Sunday, November 10, 2013

In the previous post , we looked at HotMiner . It's an innovative tool that combines search view and content view to discover hot topics that match the users perspectives. further, this tool mines case logs to extract technical content and discover hot topics. In addition, it uses a variety of techniques to deal with dirty text and generate quality output that matches user expectations.
An important distinction here from other approaches is that document categorization has not worked with these logs. Both manual classification and automatic classification has been poor. Typically clustering is used for categorizing the documents. However,  the categories discovered by these documents fall into the same results as the manual categorization.  This means that the categories are unnatural and not intuitive to the user. Since the categories are unknown and this work does not belong in that category, the author chooses a novel approach  based on the search terms used to open them or from excerpts comprised of most representative sentences of case documents.
Further, the author has introduced several techniques for preprocessing and post filtering that we should look into. We will enumerate the ones we referred to earlier first.
For example, misspelt words are normalized based on edit distance and synonyms. Only the word that are close by edit distance and looked up as synonym are chosen. A thesaurus for the domain is derived using the words encountered. This helps identify the approximate duplicates identified in the document. Terminology is also derived from this thesaurus.  Automatic correction of words in text is also done. Some misspelled words require words to be tagged with a  parts of speech tagger. However those could not be applied to the dirty text as available from the logs. Removal of table formatted text is also done by identification of tables and even code fragments are identified and removed. Sentence boundary detection is another technique used here. There have been two approaches for such work.  Most of the techniques developed so far follow either of the two approaches. The rule based approach is one which requires domain specific handcrafted lexically based rules to be compiled and the corpus based approach is another which requires part of speech tagging in the model. Both of these approaches were difficult with the kind of text seen in the logs. So a set of heuristic rules were identified by inspection and compiled by hand.

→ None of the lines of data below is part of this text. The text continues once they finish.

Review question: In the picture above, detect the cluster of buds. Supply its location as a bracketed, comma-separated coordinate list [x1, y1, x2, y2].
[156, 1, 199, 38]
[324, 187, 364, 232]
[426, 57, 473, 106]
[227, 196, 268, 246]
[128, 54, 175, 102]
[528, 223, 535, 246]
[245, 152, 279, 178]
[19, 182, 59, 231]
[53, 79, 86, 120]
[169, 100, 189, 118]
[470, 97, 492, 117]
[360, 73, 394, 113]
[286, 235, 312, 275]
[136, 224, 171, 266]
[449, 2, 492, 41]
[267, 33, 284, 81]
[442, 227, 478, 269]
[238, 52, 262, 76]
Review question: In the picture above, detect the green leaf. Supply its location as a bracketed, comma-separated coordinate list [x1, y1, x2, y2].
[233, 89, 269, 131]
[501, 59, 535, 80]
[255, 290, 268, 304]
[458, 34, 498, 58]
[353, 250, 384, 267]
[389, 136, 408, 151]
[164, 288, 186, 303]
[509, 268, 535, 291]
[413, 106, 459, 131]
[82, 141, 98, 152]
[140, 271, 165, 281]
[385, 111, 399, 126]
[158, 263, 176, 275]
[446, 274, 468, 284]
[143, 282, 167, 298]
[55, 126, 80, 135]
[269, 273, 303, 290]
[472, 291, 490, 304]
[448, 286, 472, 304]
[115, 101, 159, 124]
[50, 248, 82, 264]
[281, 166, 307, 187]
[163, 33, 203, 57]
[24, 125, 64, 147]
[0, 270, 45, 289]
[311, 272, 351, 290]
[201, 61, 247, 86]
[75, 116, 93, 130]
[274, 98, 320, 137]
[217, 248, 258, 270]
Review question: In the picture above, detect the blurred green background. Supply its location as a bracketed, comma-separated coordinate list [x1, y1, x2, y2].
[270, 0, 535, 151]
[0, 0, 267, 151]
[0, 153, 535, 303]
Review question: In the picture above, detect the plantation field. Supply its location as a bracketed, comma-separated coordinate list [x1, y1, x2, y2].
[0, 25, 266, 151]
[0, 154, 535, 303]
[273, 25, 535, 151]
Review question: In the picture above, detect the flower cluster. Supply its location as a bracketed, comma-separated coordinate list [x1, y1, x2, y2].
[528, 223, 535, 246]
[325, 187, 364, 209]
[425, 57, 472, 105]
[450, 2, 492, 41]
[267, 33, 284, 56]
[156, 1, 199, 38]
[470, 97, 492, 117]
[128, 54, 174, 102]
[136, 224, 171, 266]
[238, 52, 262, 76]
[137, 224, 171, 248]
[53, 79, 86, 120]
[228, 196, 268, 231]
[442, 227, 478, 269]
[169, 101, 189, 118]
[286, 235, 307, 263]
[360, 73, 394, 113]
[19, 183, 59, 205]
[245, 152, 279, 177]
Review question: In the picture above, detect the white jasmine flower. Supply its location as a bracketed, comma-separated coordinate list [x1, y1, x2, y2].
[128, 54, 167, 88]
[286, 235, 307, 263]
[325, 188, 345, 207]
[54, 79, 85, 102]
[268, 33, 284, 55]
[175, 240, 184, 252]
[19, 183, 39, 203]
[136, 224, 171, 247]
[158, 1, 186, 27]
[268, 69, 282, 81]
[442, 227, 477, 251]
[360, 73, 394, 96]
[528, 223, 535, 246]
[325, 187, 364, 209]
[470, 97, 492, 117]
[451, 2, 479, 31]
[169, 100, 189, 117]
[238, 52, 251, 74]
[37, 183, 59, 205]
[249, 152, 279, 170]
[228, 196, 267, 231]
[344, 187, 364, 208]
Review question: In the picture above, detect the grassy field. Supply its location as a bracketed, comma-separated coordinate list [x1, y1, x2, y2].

Summarization techniques were also used in this work. Typically these are applied at various levels of processing such as at the surface, entity or discourse levels. Surface level approaches in terms of shallow features. Entity level approaches tend to represent patterns of connectivity of text  by modeling text entities and their relationships, such as those based on syntactic analysis or the use of scripts. Discourse based approaches model the global structure of the text and its relation to communicative goals and they use WordNet to compute lexical chains from which a model of topic progression is derived.  But these summarization techniques are not applicable in this domain such as ours where the specific lingo, bad use of grammar and the non-narrative nature of the text make it hard to apply this technique. Instead, surface and entity level techniques are used.